Sure. Well I would say – what I said was stronger balance sheet, stronger property coverage and the $5 million prepayment fee. I think as that indicates with stronger coverage we had control of which projects we were releasing and which we were not. We think that that we had a good portfolio. We think we have a better portfolio now. Candidly they needed to be Dan a certain size in order to have a public float and so there is a trade-off there. If we want them to be successful in their IPO, then we needed to balance that and allow them to have a use of proceeds that made sense to grow to a certain size. With that being said, as we talked about when you think about $73 million of which $43 million of it was related to a development area. The other three prepayments that we let happen were very small properties. There was one in the Northeast, one in St. Louis, and one in Kansas City. So we felt good about choosing those properties. And as I said earlier I think it strengthens our overall portfolio and strengthens our tenant.
Alright. Thanks guys. I will let others take their turn. Bye-bye.
And your next question comes from the line of Rich Moore with RBC Capital Markets. Please proceed.

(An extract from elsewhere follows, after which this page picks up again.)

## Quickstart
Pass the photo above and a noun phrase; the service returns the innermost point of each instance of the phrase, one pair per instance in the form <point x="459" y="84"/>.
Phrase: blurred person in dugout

Hi, good afternoon guys and David I want to add my best wishes and Greg my congratulations, I am missing if you are really bored you can always come join us here on the sales side. Let me ask you guys real quick if I could on theaters. It looks like we are going to have a good year I mean the Academy Awards were pretty strong and it looks like the box office is going to be good. Would you see more percentage of rent coming from the theaters this year, will we hit more of the breakpoints than you typically hit?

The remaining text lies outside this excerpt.